Alors que le Tricolore a connu son lot de difficultés au cours des cinq derniers matchs, celui-ci quitte le New Jersey avec un peu moins d’amertume, malgré la défaite. Tirant de l’arrière 3 à 0 en début de deuxième période, la troupe de Michel Therrien a démontré en deuxième moitié de rencontre qu’il ne fallait pas la compter pour battue.

«On manque d’intensité quand on commence les matchs et on se retrouve dans le trouble. Ce qui est important, c’est qu’on n’a pas abdiqué. De revenir de l’arrière contre une équipe comme les Devils, une équipe qui n’accorde pas beaucoup de lancers, ce n’est pas facile», a souligné Michel Therrien, qui ajoute que ce n’est pas toujours la stratégie qui est en cause, mais bien le niveau d’intensité. «La deuxième portion du match a été beaucoup mieux. On avait de l’intensité dans notre jeu. Les Xs et les Os, ce n’est que 50% du jeu. Après ça, c’est l’intensité qui compte. Tu dois mettre tes bottes de travail, ce qu’on n’a pas fait en début de match et qu’on a fait en deuxième moitié. »

Eller réduit l'écart
En trouvant le fond du filet avec 21 secondes à faire en deuxième période, Lars Eller a insufflé aux Canadiens une bonne dose d’intensité pour la suite des choses.

«En troisième période, nous avons montré des signes encourageants, des choses que nous avons si bien faites au cours des premiers 40 matchs.
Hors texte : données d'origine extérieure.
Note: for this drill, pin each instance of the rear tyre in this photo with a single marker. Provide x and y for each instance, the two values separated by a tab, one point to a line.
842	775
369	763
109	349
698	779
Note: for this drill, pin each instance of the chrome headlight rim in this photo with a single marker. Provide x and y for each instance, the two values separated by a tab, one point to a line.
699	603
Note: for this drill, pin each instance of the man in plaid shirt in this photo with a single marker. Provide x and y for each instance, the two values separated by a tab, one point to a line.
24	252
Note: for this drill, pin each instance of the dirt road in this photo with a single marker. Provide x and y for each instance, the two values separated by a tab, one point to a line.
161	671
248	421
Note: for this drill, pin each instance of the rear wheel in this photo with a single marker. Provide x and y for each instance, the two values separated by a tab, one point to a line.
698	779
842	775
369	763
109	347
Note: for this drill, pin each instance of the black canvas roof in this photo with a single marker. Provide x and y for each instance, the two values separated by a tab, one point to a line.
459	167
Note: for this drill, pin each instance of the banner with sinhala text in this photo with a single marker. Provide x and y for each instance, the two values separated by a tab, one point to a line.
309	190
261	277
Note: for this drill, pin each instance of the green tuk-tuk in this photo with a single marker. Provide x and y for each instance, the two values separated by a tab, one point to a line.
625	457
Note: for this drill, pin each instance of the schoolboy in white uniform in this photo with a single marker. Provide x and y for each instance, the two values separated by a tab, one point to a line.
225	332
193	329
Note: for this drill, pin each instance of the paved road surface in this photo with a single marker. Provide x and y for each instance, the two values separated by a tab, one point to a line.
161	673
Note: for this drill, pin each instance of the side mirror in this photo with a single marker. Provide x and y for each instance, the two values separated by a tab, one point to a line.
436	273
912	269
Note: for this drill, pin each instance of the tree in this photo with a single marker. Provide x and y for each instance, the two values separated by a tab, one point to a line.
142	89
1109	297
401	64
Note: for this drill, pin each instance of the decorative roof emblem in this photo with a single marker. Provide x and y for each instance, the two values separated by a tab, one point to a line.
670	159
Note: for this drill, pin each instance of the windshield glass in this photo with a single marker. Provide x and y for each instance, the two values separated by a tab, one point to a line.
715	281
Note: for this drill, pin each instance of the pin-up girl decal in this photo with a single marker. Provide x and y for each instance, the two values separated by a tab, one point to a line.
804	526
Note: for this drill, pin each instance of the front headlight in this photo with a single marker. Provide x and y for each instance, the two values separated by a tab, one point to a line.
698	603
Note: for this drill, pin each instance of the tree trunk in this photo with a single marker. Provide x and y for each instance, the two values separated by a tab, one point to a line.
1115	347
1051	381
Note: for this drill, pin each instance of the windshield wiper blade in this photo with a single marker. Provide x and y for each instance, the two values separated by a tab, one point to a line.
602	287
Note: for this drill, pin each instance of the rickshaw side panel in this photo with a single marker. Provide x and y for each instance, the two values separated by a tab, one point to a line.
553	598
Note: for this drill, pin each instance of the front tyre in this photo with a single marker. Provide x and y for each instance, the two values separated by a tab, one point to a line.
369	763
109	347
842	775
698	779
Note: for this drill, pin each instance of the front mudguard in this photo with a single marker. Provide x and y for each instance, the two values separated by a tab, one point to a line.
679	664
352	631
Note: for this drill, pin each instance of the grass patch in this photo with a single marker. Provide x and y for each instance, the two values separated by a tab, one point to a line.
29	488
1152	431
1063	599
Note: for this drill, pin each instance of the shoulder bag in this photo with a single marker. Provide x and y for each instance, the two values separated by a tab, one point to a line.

Ce soir, ça ne nous a pas donné le but que nous avions besoin, mais il faut juste continuer à travailler dur et les résultats vont tourner en notre faveur éventuellement », a expliqué celui qui termine la soirée de travail avec un septième but en poche et un différentiel de plus-1. «D’un point de vue d’un match de 60 minutes par contre, l’effort n’était pas assez bon pour nous permettre de gagner le match.»

Complice sur le filet de Lars Eller, Rene Bourque a mis un mot sur cette intensité nécessaire pour remporter des matchs de hockey : robustesse. Selon l’attaquant de 32 ans, la solution se trouve dans le vestiaire et il suffit de la transposer sur la glace.

«Il faut trouver la solution en équipe. Il faut être plus physiques, envoyer des rondelles en fond de territoire et frapper plus. L’autre équipe obtient plus de mises en échec à chaque match et je crois que c’est une grosse partie du problème », a mentionné Bourque, qui a vu son équipe inscrire 15 mises en échec au cours de la soirée, contre 19 pour les Devils. «Nous voulons avoir la rondelle et en ce moment on ne se bat pas assez en échec avant comme nous le faisions avant. »

Si la robustesse et le désir d’avoir la rondelle sont des clés pour retrouver la route du succès, le Tricolore aura un bon test jeudi prochain en affrontant les Jets de Winnipeg, l’équipe qui se retrouve au 3e rang pour le nombre de mises en échec dans la LNH, sans toutefois compter un seul joueur dans le top 10 à ce chapitre.